- Prescient Therapeutics (PTX) expands its clinical study of patients with relapsed and refractory acute myeloid leukaemia (AML)
- The addition to the company’s Phase 1b clinical study of PTX-200 and cytarabine follows another complete patient remission, bringing the total in this study to four
- Three additional patients will now be part of the study at the same dose level of 45 milligrams of the treatment
- Prescient Therapeutics climbs 28 per cent, trading at 16 cents
Prescient Therapeutics (PTX) is set to expand its clinical study of patients with relapsed and refractory acute myeloid leukemia.
Re-announced today as price sensitive, the company’s Phase 1b clinical study of PTX-200 and cytarabine will expand the cohort at 45 milligrams of PTX-200, following another complete remission and no dose limiting toxicities at this dose level.
Three patients have been treated at 45 milligrams PTX-200 together with cytarabine, with no dose limiting toxicities reported.
One patient in the cohort achieved a CRi, meaning complete remission of disease, with neutrophils and platelets yet to recover to normal levels. This latest patient brings the total of complete remissions in this study to four, while one patient in the prior cohort was determined to have a partial response.
“It is very satisfying to see another patient with remission in a disease that is so aggressive and fatal,” Prescient CEO and Managing Director Steven Yatomi-Clarke said.

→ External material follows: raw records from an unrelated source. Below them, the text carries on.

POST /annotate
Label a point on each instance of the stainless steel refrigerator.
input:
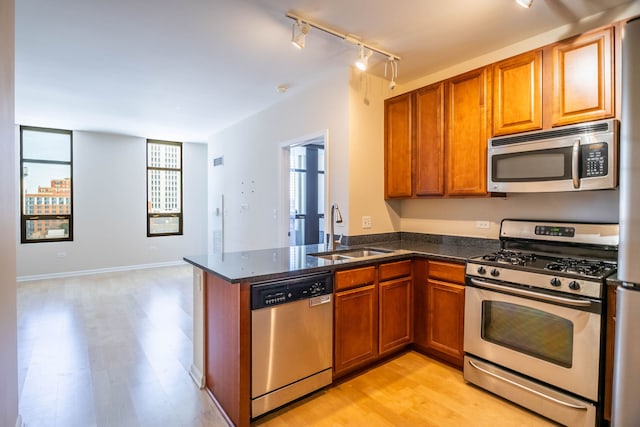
(626, 377)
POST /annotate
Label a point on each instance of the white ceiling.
(184, 69)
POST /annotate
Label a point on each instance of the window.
(46, 165)
(164, 188)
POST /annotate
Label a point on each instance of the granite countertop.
(269, 264)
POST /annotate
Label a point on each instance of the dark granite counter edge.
(410, 245)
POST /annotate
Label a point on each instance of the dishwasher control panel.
(268, 294)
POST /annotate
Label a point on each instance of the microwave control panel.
(594, 160)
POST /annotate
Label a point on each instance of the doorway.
(307, 192)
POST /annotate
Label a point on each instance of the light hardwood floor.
(115, 349)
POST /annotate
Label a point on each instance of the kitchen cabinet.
(395, 306)
(582, 78)
(447, 141)
(355, 319)
(468, 104)
(517, 94)
(429, 141)
(609, 350)
(398, 118)
(439, 307)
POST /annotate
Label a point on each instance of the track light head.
(363, 59)
(393, 66)
(298, 37)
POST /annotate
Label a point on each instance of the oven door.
(552, 339)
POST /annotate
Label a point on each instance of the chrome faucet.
(333, 242)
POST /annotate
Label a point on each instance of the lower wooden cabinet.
(395, 314)
(373, 314)
(439, 310)
(356, 328)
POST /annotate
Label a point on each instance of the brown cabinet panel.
(356, 328)
(429, 149)
(356, 277)
(517, 94)
(446, 319)
(393, 270)
(446, 271)
(395, 314)
(583, 81)
(398, 146)
(468, 99)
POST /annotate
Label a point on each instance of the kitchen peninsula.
(224, 289)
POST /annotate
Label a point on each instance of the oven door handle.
(536, 392)
(525, 293)
(575, 168)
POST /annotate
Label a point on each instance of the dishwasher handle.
(320, 300)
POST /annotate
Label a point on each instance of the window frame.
(179, 215)
(24, 218)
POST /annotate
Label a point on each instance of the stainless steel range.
(534, 324)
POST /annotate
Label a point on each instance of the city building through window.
(46, 185)
(164, 188)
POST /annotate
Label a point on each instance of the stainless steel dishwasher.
(291, 339)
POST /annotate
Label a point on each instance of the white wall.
(109, 195)
(251, 176)
(8, 318)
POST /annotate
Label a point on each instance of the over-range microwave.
(569, 158)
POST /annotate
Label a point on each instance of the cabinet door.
(398, 130)
(429, 154)
(466, 152)
(445, 319)
(356, 328)
(517, 94)
(583, 78)
(395, 314)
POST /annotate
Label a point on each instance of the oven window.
(530, 331)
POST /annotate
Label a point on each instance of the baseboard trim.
(98, 271)
(197, 376)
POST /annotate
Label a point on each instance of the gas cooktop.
(551, 263)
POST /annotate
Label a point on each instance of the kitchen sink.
(346, 254)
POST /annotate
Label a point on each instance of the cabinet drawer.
(356, 277)
(393, 270)
(446, 271)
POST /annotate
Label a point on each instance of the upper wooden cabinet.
(429, 141)
(517, 94)
(448, 136)
(583, 78)
(398, 140)
(467, 106)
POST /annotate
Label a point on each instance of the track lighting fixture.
(298, 37)
(393, 69)
(301, 28)
(363, 59)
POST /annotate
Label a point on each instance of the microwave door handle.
(575, 169)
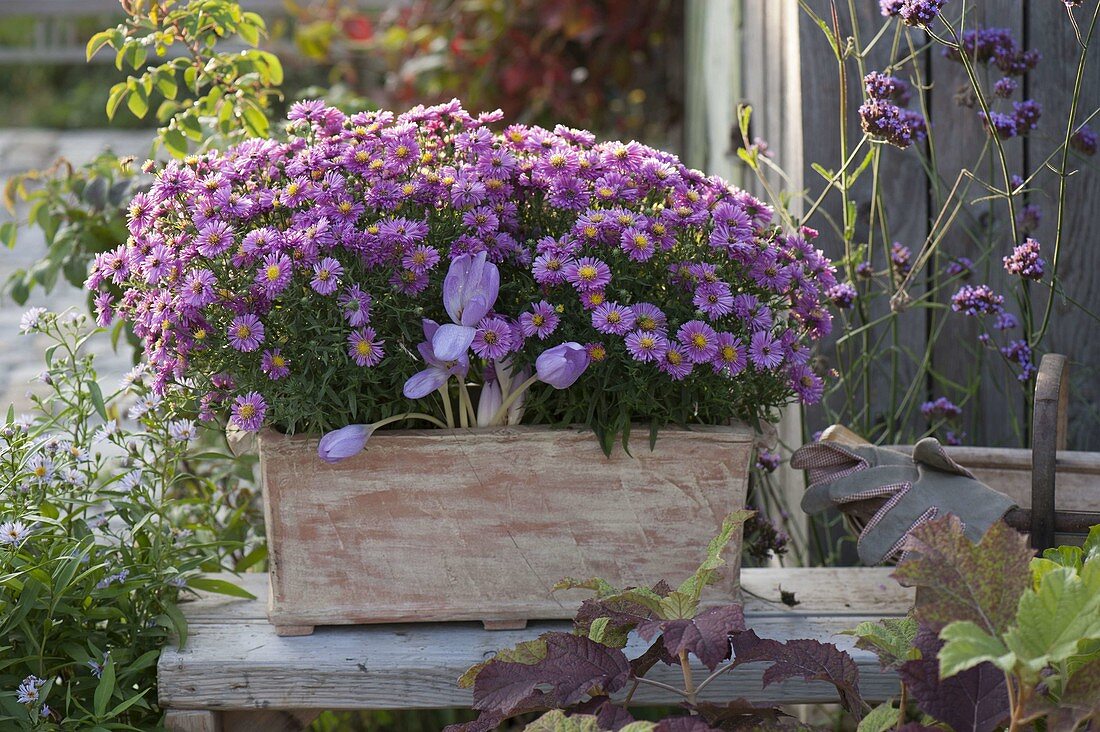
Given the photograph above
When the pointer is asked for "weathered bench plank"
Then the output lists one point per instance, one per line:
(234, 661)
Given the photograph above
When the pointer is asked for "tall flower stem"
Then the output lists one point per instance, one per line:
(448, 413)
(1063, 178)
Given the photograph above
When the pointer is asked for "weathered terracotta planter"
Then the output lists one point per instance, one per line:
(459, 525)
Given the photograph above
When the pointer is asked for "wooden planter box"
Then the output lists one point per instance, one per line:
(479, 524)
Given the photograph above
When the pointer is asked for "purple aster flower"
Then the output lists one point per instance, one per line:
(729, 358)
(1025, 261)
(699, 339)
(493, 338)
(425, 382)
(649, 317)
(541, 320)
(765, 351)
(561, 366)
(646, 345)
(613, 318)
(637, 244)
(215, 238)
(549, 269)
(245, 332)
(249, 411)
(587, 274)
(274, 364)
(675, 362)
(977, 299)
(198, 287)
(421, 259)
(714, 298)
(364, 347)
(327, 275)
(275, 274)
(842, 295)
(355, 304)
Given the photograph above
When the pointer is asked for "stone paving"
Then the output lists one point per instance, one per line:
(21, 357)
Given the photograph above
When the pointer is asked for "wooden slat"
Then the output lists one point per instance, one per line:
(233, 661)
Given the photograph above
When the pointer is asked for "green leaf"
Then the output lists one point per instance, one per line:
(118, 94)
(1052, 621)
(166, 84)
(219, 586)
(961, 580)
(966, 645)
(707, 571)
(97, 42)
(97, 399)
(880, 719)
(8, 231)
(105, 688)
(890, 638)
(175, 142)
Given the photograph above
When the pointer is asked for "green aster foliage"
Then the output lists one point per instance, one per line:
(107, 517)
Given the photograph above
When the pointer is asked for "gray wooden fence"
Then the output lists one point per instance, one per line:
(789, 75)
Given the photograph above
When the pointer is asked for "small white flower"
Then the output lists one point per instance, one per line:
(31, 319)
(13, 532)
(131, 480)
(28, 691)
(183, 430)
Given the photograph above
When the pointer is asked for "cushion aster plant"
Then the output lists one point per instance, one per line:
(378, 268)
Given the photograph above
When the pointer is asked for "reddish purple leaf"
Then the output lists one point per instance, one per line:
(683, 724)
(811, 661)
(957, 579)
(706, 635)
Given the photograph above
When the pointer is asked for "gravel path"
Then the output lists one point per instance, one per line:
(21, 356)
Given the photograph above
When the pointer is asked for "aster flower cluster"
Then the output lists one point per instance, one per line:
(296, 282)
(882, 117)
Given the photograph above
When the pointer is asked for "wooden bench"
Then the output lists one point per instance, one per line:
(234, 673)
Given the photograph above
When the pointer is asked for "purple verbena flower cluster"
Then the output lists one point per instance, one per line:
(1025, 261)
(883, 119)
(914, 12)
(941, 408)
(250, 274)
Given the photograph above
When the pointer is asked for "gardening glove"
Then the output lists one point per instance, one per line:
(912, 491)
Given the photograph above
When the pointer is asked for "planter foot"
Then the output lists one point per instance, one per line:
(286, 631)
(504, 624)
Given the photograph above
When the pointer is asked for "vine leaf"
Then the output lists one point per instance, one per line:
(974, 700)
(957, 579)
(1053, 621)
(706, 635)
(573, 667)
(804, 658)
(890, 638)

“Despite recent advancements, AML remains a disease of unmet medical need, and we look forward to advancing this study with the aim of benefiting more AML patients.”
This latest data, together with data from the previous Phase 1 monotherapy study, guided the research team to expand enrolment at this dose level to another three patients, to further explore safety and efficacy at this dose level.
Prescient Therapeutics climbed 28 per cent, trading at 16 cents at market close.